XML, the eXtensible Markup Language
CS 284 (CSA), Spring 2005
XML is a markup language, with roots in text processing. Markup is annotation added to a body of text to indicate such features as font choice, line breaks, paragraph and section structure, and inclusion of figures and tables.
See the example of markup for an illustration.
We will use the term rendition for a body of text together with description of a desired format. The markup example (second box above) is an example of a rendition. Software such as Microsoft Word and Adobe PageMaker also work with renditions internally.
A presentation is the result of formatting (third box above). Presentations are intended for human perception. They need not use visual media, such as paper or an electronic display: for example, an SGML document might also generate sound through speakers for the visually impaired.

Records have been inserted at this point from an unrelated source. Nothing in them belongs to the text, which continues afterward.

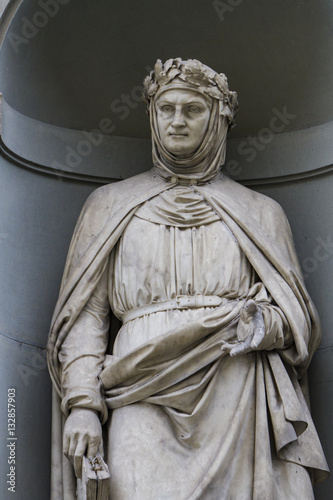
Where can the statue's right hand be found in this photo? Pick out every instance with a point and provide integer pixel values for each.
(82, 435)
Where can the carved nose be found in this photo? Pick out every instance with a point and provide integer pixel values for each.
(178, 120)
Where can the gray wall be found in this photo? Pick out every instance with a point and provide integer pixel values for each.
(67, 78)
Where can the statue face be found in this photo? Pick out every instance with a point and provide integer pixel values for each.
(182, 120)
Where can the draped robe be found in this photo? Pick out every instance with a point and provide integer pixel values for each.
(179, 381)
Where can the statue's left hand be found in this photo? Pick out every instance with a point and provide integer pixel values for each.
(82, 436)
(250, 315)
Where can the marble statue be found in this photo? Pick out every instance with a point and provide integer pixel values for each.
(202, 392)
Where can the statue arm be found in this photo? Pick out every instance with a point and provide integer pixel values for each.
(262, 325)
(81, 356)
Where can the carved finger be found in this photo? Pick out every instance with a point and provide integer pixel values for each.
(77, 459)
(259, 331)
(72, 448)
(93, 445)
(65, 444)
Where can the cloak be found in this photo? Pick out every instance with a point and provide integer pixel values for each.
(262, 231)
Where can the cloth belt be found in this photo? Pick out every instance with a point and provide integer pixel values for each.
(179, 302)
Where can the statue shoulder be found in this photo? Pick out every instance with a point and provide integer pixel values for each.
(262, 207)
(109, 196)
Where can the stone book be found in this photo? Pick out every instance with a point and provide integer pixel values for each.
(94, 482)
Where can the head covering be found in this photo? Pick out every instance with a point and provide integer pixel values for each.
(204, 164)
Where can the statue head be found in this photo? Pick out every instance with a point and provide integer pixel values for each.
(191, 109)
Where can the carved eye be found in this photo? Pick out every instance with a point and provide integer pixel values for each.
(167, 108)
(194, 109)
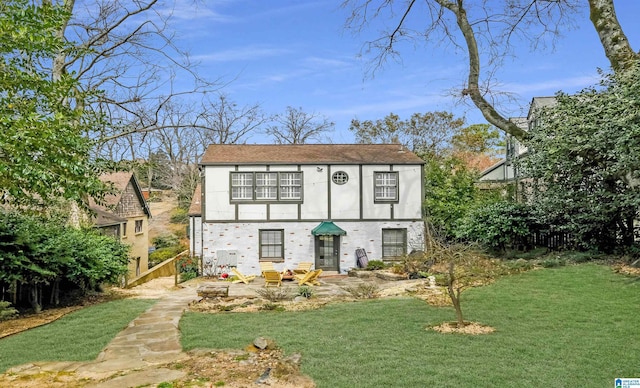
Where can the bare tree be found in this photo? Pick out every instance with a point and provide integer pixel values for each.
(126, 51)
(489, 29)
(426, 134)
(298, 127)
(223, 122)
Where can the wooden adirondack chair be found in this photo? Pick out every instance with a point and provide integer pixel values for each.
(303, 268)
(242, 278)
(309, 279)
(272, 278)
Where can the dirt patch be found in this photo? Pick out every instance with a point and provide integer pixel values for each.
(244, 368)
(472, 328)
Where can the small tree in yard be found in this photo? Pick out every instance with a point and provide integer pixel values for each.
(466, 267)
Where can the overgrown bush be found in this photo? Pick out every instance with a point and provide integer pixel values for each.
(274, 294)
(41, 253)
(159, 255)
(497, 226)
(553, 262)
(363, 291)
(165, 241)
(179, 216)
(416, 265)
(188, 268)
(375, 265)
(6, 311)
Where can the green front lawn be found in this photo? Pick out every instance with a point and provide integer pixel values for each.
(574, 326)
(79, 336)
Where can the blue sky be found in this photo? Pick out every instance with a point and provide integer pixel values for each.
(297, 53)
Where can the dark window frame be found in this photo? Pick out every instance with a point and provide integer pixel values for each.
(376, 185)
(267, 244)
(281, 185)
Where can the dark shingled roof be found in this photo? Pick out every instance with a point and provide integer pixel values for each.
(309, 154)
(120, 180)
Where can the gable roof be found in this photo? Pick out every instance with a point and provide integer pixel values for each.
(195, 209)
(540, 102)
(120, 180)
(309, 154)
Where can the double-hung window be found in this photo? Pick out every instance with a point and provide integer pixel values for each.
(272, 245)
(290, 186)
(386, 186)
(242, 186)
(266, 186)
(394, 243)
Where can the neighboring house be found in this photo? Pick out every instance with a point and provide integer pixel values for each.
(504, 171)
(307, 203)
(126, 215)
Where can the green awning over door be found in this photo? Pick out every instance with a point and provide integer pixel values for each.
(328, 228)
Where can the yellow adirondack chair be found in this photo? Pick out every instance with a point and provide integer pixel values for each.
(272, 278)
(242, 278)
(309, 279)
(303, 268)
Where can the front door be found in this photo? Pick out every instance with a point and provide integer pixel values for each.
(328, 253)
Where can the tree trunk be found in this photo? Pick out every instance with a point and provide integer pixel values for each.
(454, 295)
(55, 293)
(35, 298)
(614, 41)
(473, 86)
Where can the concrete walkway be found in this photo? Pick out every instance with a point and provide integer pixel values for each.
(149, 340)
(136, 355)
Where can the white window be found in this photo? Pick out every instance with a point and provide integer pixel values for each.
(272, 245)
(266, 185)
(242, 185)
(386, 186)
(340, 177)
(290, 186)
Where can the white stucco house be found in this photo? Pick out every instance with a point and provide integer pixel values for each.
(306, 203)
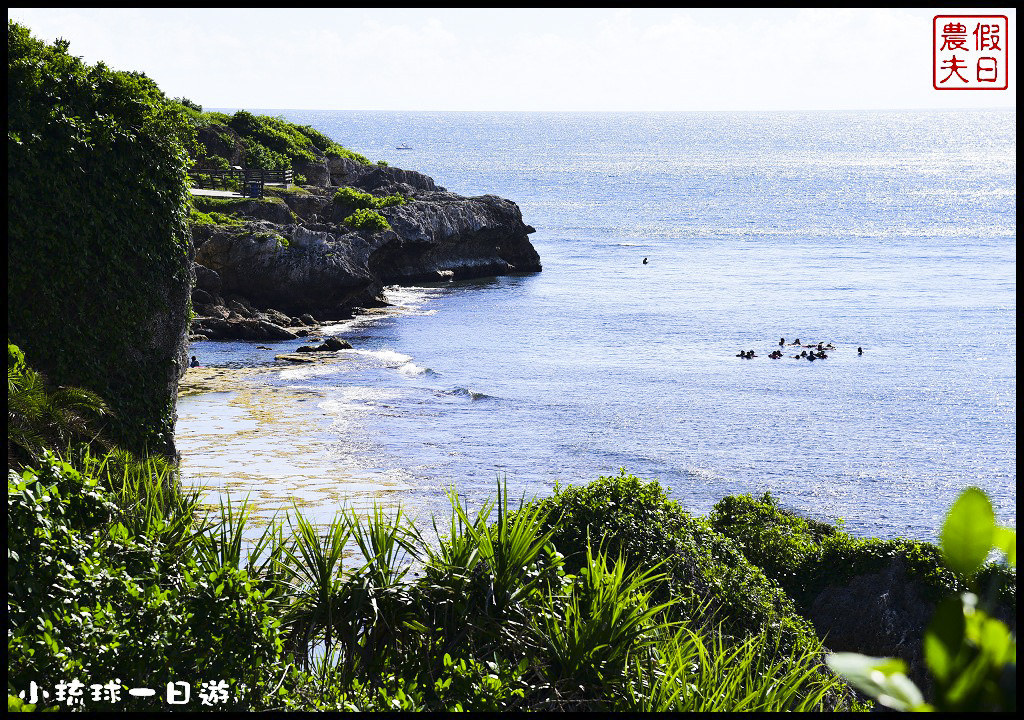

Word and PageMaker offer a visual interface that shows the (visual) presentation of the system's document rendition as one creates the document. These are examples of WYSIWYG systems (What You See Is What You Get).
The term markup was coined in 1970 by Charles Goldfarb, the leader of an IBM team that explored the problem of document content and interchange beginning in the late 1960's. His team produced GML (Generalized Markup Language) at that time, and Goldfarb led an ongoing effort to develop the system and concepts toward SGML (Standard Generalized Markup Language), resulting in the first ISO standard for SGML in 1986 and the current version of that standard in 1991.
SGML supports three fundamental goals:
Common data representation. The markup should provide a universal representation that all systems can use.
Extensibility. It must be possible to define new markup for new situations in order to represent all forms of information.
Document type rules. Documents of a common type must adhere to formally verifiable rules for that type.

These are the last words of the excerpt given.